Adquiere productos locales
Son los que se producen en nuestro entorno más próximo, por lo que no sólo favorecen la economía local, sino que también reducen el gasto energético y el impacto medioambiental (al ahorrar en combustible y packaging). Además, resultan más sanos y económicos por acortar la cadena de distribución.

Consume alimentos ecológicos
Son más sanos porque son naturales y conservan todas sus propiedades nutritivas, y porque en su elaboración no se utilizan sustancias químicas ni organismos modificados genéticamente. En su cultivo también se respeta la flora al no utilizarse aerosoles y, en el caso de los animales, se garantiza que vivan en semi-libertad y que no sean manipulados para lograr una mayor producción.

Apúntate al granel
Además de en supermercados y tiendas de barrio, muchas ciudades de España ya cuentan con nuevos comercios que venden multitud de productos al peso. Algunas de sus ventajas: prácticamente no se generan residuos (la gente puede ir con sus bolsas de tela o envases reutilizables), se puede comprar en muy pequeñas cantidades y evitar desperdicios, se compra a conciencia sin caer en las trampas de los envoltorios…

Compra sólo lo necesario
El consumismo tiene enormes repercusiones para el planeta y las personas que lo habitamos. Para no dañar los limitados recursos naturales de que disponemos hay que consumir menos, sólo lo necesario, sin dejarse llevar por caprichos superfluos. Antes de ir a la compra, podemos hacernos preguntas como: ¿qué me hace falta; es una necesidad o un deseo?, ¿estoy eligiendo libremente o es una compra compulsiva?, ¿cuánto tengo de eso, lo voy a usar?, ¿cuánto me va a durar, lo puedo pedir prestado, puedo pasar sin ello? Con esas respuestas seremos más conscientes de que realizar un consumo responsable sólo implica cambiar ciertos hábitos sin grandes esfuerzos.

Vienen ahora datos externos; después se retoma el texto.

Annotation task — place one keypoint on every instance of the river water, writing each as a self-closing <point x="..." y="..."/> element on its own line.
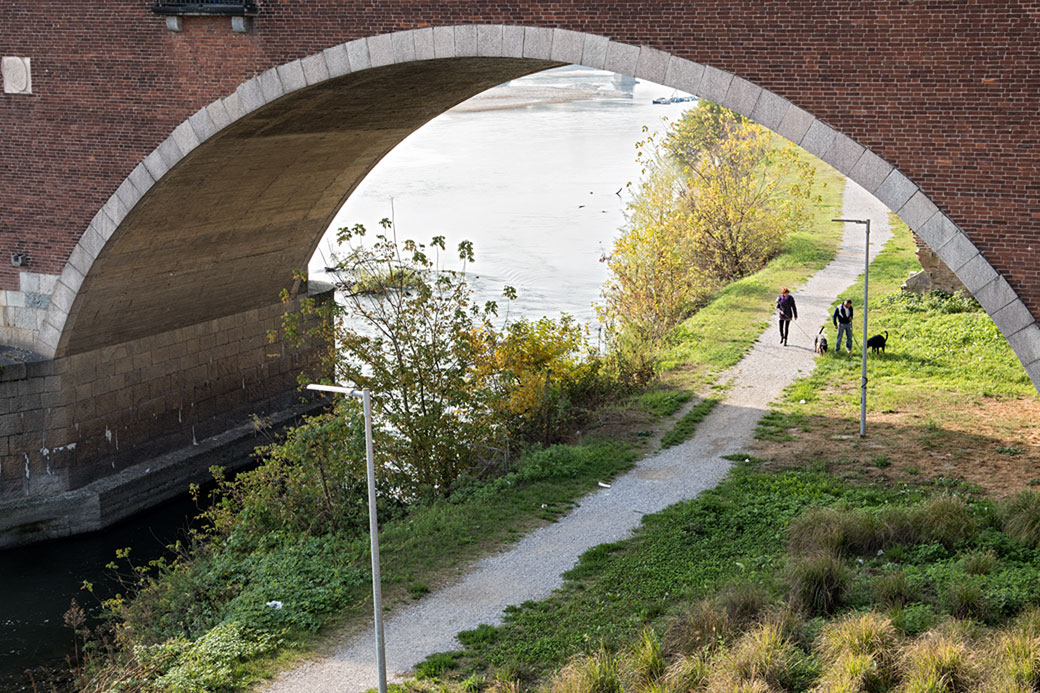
<point x="535" y="174"/>
<point x="539" y="188"/>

Despídete de las bolsas de plástico
Está comprobado que una bolsa de plástico tarda unos 55 años en descomponerse y que 8 millones de toneladas de plásticos acaban en los mares y océanos anualmente. Así que llévate las tuyas de casa, o procura que sean bolsas biodegradables (elaboradas con almidones de plantas), de celofán, de papel o de plástico HDPE, que no desprende toxinas, es reciclable y que, por ser muy resistente, favorece su reutilización infinidad de veces.

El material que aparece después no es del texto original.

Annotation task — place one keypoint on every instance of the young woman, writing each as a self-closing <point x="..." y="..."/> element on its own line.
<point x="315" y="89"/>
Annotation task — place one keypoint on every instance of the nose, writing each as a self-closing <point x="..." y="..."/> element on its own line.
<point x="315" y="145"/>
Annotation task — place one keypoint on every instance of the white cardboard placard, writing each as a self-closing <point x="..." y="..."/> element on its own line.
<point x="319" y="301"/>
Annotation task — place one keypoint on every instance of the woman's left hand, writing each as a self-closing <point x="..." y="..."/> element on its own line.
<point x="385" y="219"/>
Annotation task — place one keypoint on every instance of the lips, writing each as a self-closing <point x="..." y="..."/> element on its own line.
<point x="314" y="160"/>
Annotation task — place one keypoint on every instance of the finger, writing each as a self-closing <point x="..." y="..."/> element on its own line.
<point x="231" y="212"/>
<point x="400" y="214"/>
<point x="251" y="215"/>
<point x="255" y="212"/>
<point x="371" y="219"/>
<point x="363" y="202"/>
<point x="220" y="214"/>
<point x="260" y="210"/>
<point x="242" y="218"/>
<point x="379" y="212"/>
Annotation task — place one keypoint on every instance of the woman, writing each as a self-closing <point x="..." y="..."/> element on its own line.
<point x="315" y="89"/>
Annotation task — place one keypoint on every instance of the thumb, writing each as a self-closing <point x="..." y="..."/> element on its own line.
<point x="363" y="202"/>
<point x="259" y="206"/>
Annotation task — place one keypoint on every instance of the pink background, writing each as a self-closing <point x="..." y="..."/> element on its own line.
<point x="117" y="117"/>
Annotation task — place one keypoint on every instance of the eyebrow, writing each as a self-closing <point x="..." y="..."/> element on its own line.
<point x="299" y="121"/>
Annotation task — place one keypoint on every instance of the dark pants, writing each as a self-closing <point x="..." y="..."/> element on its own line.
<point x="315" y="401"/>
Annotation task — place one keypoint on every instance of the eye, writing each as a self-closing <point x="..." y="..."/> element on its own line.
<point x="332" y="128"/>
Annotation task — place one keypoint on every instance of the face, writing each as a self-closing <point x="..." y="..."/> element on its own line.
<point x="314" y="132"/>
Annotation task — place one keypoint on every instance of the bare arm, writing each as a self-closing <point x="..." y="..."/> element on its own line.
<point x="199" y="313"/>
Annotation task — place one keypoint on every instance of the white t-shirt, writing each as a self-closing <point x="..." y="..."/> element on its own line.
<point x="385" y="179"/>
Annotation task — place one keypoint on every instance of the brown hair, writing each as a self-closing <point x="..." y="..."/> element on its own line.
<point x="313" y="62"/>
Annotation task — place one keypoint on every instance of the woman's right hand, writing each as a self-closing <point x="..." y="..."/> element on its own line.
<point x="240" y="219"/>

Evita los envases contaminantes
Intenta huir de los envases de plástico fabricados con polietileno y poliestireno, dos de los materiales más peligrosos para los ecosistemas, y opta por los de vidrio reutilizables o los biodegradables. También te conviene saber que los envases de acero se reciclan mejor que los de aluminio, y que los tetrabrik necesitan materias nuevas y más energía para poder reutilizarse.

Recicla bien la basura
Tenemos que ser conscientes de que unos simples gestos pueden contribuir decisivamente a la mejora de nuestro entorno. La necesidad de nuevas materias primas para la fabricación de nuevos productos, así como todo el proceso de extracción, transporte, elaboración y gasto energético disminuye al usar los residuos que generamos. También se evita que esos residuos acaben en vertederos, cada vez más saturados, y aumenten las emisiones de gases de efecto invernadero. Para ayudarnos en la tarea, Ecoembes ofrece una excelente guía que enseña a reciclar de forma sencilla.

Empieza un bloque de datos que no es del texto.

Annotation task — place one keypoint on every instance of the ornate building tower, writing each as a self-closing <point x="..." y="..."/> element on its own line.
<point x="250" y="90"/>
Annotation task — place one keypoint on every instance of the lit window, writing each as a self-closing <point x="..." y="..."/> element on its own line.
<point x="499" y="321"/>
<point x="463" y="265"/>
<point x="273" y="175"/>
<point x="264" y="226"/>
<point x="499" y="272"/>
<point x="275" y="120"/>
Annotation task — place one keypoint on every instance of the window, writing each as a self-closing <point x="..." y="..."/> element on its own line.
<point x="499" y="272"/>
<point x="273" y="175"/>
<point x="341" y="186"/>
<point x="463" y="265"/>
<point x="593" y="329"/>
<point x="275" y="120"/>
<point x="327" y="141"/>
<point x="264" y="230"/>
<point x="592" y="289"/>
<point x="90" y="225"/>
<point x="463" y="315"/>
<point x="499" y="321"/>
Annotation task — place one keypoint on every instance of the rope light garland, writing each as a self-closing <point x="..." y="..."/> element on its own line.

Recurre a eco-aplicaciones móviles
La tecnología está de nuestro lado. BuyCott, por ejemplo, con tan sólo escanear el código de barras de un producto, nos dice qué empresa está detrás del mismo, si hace experimentos con animales, si contiene organismos modificados genéticamente (OMD)… A su vez, GoodGuide, también con el código de barras, nos desvela los impactos ambientales, sanitarios y sociales de todo tipo de productos, desde champús a galletas.

Opta por el reparto a domicilio en vehículo eléctrico
Algunos supermercados ya disponen de este servicio de la mano de Revoolt. Sus principales beneficios son que ahorran combustible, no contaminan el aire con emisiones de CO2 y optimizan las rutas de entrega al ser más ligeros y estar conectados. Hay que tener en cuenta que el 50% del gasóleo consumido en las ciudades es para transportar mercancías y que el 25% de las emisiones de CO2 en entornos urbanos las produce este sector.